Priority afaik was windows only. It could be that later a threadmgr one was added, but windows was not changed.
Seems like that priority is an exception because of the TThreadPriority type in
Code: Pascal  [Select][+][-]
  1. procedure TThread.SetPriority(Value: TThreadPriority);
while the default method in inc/thread.inc uses
Code: Pascal  [Select][+][-]
  1. function  ThreadSetPriority (threadHandle : TThreadID; Prio: longint): boolean;
  2. begin
  3.   Result:=CurrentTM.ThreadSetPriority(ThreadHandle,Prio);
  4. end;
However, it could call ThreadSetPriority in SetPriority for consistency (like unix/cthreads does).

But that initialization of inc/thread.inc is under $ifndef DISABLE_NO_THREAD_MANAGER

and win32/system.pp defines DISABLE_NO_THREAD_MANAGER
Oh yes, you're absolutely right.
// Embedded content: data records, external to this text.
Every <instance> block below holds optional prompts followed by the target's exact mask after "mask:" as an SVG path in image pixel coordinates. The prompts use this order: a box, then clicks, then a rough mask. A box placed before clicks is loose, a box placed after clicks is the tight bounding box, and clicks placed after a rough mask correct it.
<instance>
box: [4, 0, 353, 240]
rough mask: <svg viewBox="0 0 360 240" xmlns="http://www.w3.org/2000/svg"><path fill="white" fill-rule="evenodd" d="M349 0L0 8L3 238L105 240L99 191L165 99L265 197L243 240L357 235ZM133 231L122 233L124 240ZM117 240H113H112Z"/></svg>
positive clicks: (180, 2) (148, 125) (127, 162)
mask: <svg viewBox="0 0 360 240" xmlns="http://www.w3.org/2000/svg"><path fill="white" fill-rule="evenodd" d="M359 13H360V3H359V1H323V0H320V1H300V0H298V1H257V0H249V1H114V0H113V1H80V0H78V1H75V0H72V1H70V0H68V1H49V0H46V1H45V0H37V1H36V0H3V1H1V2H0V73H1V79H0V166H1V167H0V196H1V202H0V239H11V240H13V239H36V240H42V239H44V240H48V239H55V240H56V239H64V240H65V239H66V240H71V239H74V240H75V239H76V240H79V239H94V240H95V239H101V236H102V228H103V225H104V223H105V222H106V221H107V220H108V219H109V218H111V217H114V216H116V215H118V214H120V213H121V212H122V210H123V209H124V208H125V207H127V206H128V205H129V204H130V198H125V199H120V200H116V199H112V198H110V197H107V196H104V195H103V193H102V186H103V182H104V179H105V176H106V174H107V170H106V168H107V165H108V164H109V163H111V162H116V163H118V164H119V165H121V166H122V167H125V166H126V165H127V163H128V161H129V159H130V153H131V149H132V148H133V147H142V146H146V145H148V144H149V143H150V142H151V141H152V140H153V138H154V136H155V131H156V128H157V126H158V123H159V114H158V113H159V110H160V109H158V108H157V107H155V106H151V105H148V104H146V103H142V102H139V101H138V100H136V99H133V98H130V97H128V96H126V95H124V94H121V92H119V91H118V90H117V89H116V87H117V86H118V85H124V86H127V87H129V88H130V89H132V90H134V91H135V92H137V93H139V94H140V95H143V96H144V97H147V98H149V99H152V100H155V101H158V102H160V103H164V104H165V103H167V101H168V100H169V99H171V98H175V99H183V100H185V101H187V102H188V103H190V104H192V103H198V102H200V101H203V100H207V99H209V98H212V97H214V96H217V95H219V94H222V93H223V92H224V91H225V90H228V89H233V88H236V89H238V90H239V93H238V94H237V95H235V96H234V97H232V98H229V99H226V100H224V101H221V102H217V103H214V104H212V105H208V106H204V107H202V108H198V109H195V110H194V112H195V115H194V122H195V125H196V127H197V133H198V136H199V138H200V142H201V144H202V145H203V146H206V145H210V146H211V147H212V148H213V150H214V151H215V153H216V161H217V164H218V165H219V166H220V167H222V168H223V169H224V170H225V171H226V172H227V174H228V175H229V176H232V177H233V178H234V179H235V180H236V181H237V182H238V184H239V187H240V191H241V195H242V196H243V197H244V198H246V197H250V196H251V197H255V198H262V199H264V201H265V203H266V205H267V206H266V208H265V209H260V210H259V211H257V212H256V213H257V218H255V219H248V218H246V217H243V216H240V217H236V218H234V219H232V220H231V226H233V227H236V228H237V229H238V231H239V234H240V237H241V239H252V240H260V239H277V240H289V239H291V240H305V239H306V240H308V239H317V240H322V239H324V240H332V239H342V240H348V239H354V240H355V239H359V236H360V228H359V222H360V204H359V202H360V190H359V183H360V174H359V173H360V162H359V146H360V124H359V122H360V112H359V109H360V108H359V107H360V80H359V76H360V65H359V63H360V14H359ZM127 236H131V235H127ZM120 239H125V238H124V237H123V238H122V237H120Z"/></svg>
I've overlooked that define.

hanging thread priority needs root access for Linux and FreeBSD.

Only when you want to have realtime priority.

You can instead set the niceness with the setpriority function but
Quote
According to POSIX, the nice value is a per-process setting.
However, under the current Linux/NPTL implementation of POSIX
threads, the nice value is a per-thread attribute: different threads
in the same process can have different nice values.
Portable applications should avoid relying on the Linux behavior, which may be
made standards conformant in the future.
http://man7.org/linux/man-pages/man2/setpriority.2.html
But as it's like this for many years now I don't think that they will ever change that. Seems more like it's intended.